Oral histories are a portal for understanding not only a time and a place, but the character of its people. With Coming Out of the Magnolia Closet: Same-Sex Couples in Mississippi, John Marszalek III examines the lives of gay couples in Mississippi at a watershed in the history of gay activism: the Supreme Court ruling Obergefell v. Hodges (2015), which guarantees the fundamental right of marriage to same-sex couples. Marszalek serves on the faculty of the online mental health counseling program at Southern New Hampshire University; in this volume, his stated purpose it to provide, “a glimpse into the world of gay couples in Mississippi. How did we meet? What is it like to be gay in our communities? What type of reaction do we receive from our neighbors, families, and churches? Why do we live in Mississippi? Do we plan to stay or find a home elsewhere?”
Coming Out of the Magnolia Closet is structured around interviews of gay and lesbian couples living in each of the five regions of the state (Hills, Delta, Pines, Capital/River, and Coastal), in rural, small town, and metropolitan settings. Marszalek spoke with fifty couples: fifteen of those recorded conversations, “which best represented themes I heard from all the lesbian and gay couples I met,” are included in this book.
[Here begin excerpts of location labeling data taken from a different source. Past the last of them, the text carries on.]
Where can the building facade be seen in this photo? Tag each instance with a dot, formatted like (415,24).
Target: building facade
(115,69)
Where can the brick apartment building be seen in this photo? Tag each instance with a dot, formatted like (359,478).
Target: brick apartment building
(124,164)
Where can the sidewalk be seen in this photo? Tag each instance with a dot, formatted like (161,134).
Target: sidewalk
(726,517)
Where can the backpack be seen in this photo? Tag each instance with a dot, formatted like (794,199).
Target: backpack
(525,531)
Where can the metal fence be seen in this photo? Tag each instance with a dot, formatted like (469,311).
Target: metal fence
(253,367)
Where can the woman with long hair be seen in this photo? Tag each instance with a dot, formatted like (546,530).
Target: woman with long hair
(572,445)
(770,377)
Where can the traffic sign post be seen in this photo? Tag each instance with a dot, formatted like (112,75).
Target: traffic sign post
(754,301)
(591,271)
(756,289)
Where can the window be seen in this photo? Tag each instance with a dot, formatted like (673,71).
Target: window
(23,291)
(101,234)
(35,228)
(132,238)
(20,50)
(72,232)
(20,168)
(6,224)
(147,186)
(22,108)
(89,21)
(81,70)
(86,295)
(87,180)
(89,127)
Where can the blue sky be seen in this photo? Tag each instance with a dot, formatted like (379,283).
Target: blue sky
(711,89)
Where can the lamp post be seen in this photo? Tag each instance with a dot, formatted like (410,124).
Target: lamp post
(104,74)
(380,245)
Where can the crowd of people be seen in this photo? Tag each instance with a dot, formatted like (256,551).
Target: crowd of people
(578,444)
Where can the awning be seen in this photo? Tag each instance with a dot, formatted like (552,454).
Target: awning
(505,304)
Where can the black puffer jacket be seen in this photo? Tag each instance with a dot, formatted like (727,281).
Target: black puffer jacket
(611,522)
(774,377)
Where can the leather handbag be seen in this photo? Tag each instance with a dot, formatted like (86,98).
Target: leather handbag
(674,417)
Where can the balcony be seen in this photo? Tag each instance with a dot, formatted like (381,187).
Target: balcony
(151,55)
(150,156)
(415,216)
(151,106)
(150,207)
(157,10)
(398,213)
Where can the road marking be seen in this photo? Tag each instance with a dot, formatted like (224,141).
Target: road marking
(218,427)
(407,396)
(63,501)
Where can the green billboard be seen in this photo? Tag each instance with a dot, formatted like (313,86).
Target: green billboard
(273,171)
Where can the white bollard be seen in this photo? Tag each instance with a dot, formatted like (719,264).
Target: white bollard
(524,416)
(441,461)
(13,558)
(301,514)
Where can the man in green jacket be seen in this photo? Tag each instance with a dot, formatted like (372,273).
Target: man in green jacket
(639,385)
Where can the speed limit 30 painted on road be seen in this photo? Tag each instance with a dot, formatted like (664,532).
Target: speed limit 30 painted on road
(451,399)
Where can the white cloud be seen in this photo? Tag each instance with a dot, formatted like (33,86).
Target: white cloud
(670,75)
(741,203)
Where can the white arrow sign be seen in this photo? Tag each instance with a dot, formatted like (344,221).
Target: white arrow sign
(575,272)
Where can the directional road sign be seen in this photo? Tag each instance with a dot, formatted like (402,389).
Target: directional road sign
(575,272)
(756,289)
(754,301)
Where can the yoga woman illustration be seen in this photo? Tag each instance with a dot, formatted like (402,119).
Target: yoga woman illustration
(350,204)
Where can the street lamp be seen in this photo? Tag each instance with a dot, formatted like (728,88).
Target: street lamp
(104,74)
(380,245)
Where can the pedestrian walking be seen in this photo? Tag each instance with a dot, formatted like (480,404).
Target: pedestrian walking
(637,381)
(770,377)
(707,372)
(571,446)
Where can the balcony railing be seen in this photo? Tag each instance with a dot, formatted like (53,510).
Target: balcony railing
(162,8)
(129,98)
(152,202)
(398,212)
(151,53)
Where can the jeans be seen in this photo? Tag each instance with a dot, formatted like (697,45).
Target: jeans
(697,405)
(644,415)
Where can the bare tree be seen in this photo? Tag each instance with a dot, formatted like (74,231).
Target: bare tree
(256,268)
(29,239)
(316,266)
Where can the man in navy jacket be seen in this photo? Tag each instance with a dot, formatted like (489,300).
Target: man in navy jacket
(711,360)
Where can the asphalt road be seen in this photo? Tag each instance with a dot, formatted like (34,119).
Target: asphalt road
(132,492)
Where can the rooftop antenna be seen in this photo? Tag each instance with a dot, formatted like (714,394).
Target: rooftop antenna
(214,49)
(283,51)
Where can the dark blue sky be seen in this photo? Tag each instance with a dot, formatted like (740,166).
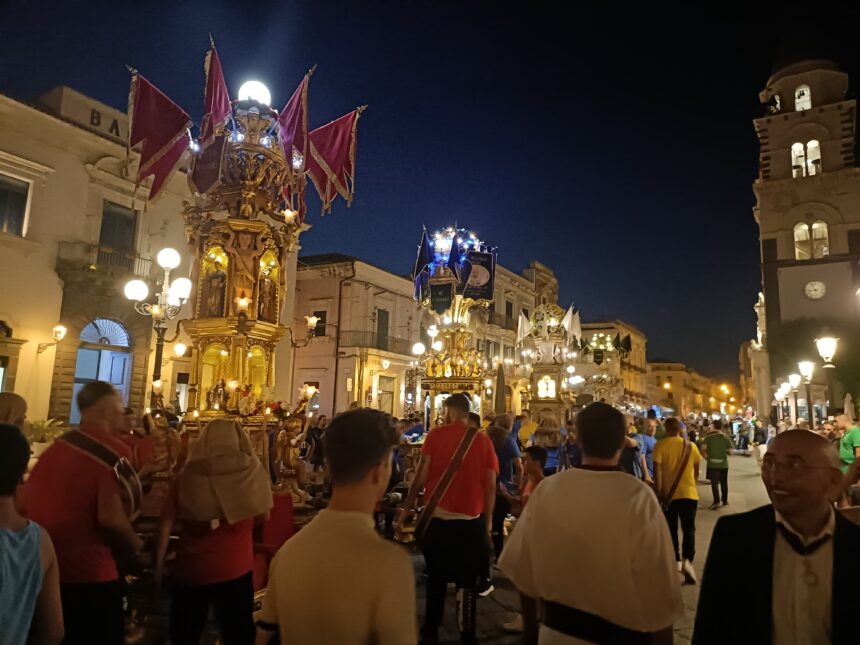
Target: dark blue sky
(613,144)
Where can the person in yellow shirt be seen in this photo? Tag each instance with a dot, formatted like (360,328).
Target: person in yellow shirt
(668,457)
(527,428)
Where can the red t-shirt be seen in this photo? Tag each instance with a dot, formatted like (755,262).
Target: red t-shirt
(206,556)
(465,495)
(62,495)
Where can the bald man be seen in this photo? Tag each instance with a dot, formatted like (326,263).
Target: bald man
(801,559)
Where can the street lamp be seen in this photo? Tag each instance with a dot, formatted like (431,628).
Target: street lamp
(826,346)
(167,304)
(794,382)
(806,369)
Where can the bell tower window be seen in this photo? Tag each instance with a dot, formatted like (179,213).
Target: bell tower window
(798,160)
(802,98)
(813,158)
(811,241)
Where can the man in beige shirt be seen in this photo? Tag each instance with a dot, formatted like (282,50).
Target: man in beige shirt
(338,581)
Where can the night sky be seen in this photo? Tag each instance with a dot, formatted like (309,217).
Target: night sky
(614,144)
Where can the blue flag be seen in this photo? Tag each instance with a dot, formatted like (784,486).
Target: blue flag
(425,255)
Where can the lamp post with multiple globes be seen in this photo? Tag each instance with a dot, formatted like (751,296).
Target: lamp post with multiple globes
(168,302)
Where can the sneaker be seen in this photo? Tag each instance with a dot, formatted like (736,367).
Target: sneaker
(689,573)
(485,588)
(515,626)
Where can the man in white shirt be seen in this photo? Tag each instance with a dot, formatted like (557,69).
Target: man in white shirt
(593,548)
(807,558)
(337,580)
Marszalek is meticulous in his procedure and is careful to preserve the anonymity of his subjects.
Marszalek’s selection of couples for his interviews were drawn from the US Census Bureau’s American Community Survey and the 2000 Census, which estimates 3,500 same-sex couples living in Mississippi. While his sample is limited, Marszalek worked to ensure it was representative by seeking diversity in gender, race, age, socioeconomic status, and length of relationship. He spoke to an equal number of male and female couples in ages from twenty-five to sixty-five, who had been in their relationships from seven to thirty years. Furthermore, the sample embraces professional, self-employed and blue-collar work settings.
The couples’ stories are at the heart of Coming Out of the Magnolia Closet. They discuss their places in the communities they call home, their relationships with family, and their experiences with church and religion. These voices are often poignant; they speak of tolerance rather than acceptance, of a tacit understanding that tolerance itself is achieved by keeping a low profile, and to avoid acting “too gay,” particularly in regard to public displays of affection. What emerges is the sense of a “social compact of silence” that John Howard mentions in Men Like That (1999), a monumental work on gay culture in Mississippi, and one that Marszalek frequently references.
Marszalek is not only a sympathetic listener—he includes his own narrative as a coupled gay man—but an accomplished scholar who provides the reader with a generous survey of his research and a review of the literature related to the content of each chapter. His sources encompass documents from history, sociology, psychology, and other disciplines.
There is still no legal protection against discrimination based on sexual orientation or identity, and gay couples in Mississippi fear being fired from a job or refused service at a business because they are in a same-sex relationship. Coming Out of the Magnolia Closet should be a guide for others to understanding that we are all in this life together, facing the same fears, sharing the same hopes, and that bias and prejudice toward others imposes a burden both ways.